There are several tax deductions available for homeowners in 2013. These tax deductions are important to understand since they can increase the deduction amount on the tax return by a large amount. The annual standard tax deduction for individuals is $6,100 and for married couples it is $12,200 in 2013. Owning a home can help increase deductions. The biggest and most important tax breaks every homeowner needs to know about are mortgage interest, mortgage insurance, energy credits, debt cancellation, profit from sale and property tax.
Mortgage Interest, Mortgage Insurance, Points and Property Tax
One of the most common deductions each year is claiming mortgage interest, which can be deducted up to the price of one million dollars. This deduction saves homeowners over one hundred million dollars a year in taxes. You can find your mortgage interest paid for the year on your 1098 form that is mailed out in January of the year.
For buyers who purchased home with less than 20% down, the lenders usually requires private mortgage insurance, also known as PMI. The amount homeowner pays in PMI is tax deductible. 2013 may be the last year for this deduction, unless extended by the government.

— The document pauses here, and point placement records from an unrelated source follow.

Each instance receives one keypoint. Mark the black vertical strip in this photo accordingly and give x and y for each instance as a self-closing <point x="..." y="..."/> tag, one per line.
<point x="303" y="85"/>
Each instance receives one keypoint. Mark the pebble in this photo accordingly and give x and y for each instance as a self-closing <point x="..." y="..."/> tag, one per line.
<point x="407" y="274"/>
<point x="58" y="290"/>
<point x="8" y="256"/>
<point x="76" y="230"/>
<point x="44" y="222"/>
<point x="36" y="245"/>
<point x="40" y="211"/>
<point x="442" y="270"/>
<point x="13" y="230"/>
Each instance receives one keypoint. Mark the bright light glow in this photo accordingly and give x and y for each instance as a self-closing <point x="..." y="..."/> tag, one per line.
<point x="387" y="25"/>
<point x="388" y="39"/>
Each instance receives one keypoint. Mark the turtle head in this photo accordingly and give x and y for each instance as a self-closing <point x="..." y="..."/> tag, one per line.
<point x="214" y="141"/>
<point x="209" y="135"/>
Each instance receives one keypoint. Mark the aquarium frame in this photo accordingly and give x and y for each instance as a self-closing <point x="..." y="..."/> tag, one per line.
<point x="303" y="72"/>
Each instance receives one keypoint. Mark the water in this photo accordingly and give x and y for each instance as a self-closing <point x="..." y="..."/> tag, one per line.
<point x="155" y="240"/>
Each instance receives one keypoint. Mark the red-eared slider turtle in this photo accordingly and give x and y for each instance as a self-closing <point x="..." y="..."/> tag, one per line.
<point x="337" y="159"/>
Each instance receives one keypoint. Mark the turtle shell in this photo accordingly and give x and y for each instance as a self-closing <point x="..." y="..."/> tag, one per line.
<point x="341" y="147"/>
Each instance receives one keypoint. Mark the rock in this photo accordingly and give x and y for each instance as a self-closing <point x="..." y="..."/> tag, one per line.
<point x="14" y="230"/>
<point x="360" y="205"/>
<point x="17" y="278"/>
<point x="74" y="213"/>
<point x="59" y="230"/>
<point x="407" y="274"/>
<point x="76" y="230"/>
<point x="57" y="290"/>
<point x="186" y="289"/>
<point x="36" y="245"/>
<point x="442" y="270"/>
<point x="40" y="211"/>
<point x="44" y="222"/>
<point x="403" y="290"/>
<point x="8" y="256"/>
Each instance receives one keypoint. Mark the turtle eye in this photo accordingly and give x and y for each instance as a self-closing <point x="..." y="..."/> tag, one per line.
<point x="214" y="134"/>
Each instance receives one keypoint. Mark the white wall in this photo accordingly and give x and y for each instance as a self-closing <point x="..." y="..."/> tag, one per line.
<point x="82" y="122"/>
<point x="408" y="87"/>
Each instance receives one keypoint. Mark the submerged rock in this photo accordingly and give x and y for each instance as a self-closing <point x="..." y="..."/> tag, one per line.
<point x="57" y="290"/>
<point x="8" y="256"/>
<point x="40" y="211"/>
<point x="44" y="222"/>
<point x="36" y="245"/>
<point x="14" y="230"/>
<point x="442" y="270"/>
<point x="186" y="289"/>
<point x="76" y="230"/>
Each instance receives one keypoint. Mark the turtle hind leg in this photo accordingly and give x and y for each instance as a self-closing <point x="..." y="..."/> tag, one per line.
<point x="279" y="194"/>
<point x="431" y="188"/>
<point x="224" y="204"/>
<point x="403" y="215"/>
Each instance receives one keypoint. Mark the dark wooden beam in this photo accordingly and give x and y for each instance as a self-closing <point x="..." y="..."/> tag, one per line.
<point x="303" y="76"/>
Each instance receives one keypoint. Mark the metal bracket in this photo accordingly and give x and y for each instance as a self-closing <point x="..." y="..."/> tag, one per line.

If you purchase a home in 2013, you may have pay “points” to the lender in your mortgage package. The points are deductible. The amount can be found on your settlement statement.
Your property tax. The amount of property tax able to be deducted should be the exact amount paid to the local city or county, and should not include city fees. Don’t forget to include any taxes you may have reimbursed the seller for. The reimbursement can be found on your settlement statement.
As a general rule, you can deduct interest on up to $100,000 of home equity debt as mortgage interest.
Going green helps save money during tax season. Energy efficient heaters, windows, doors and insulation can be claimed as building materials for a maximum deduction of five hundred dollars. Installing and using solar panels on a primary residence is a separate deduction, which means even more money in the tax return.
Cancellation of debt is important to claim on taxes since it can result in large fines and changes an individual’s tax liability. The cancelled debt amount can be claimed on taxes by the lendee in the event of a foreclosure or other mortgage reconstruction. This tax deduction may not be renewed by Congress, which is required to make a decision on the matter in 2014.
Profit from Sale
Another major benefit of owning a home is that the tax law allows you to shelter a large amount of profit from tax. If you are single and owned and lived in your home for at least two of the five years before the sale, then two hundred fifty thousand of the profit is tax free. Married couples can claim up to five hundred thousand dollars. Moving expenses can also be deducted if the new property is more than fifty miles from the previous property. Making improvements and repairs to a selling property for increase marketability can also be deducted since improvements raise the cost of a property.
There are many different tax deductions for homeowners in 2013, the one listed above are just some of the important ones. You should always consult your tax professional for the latest changes and rules as some items may be been expired and not be renewed by the government.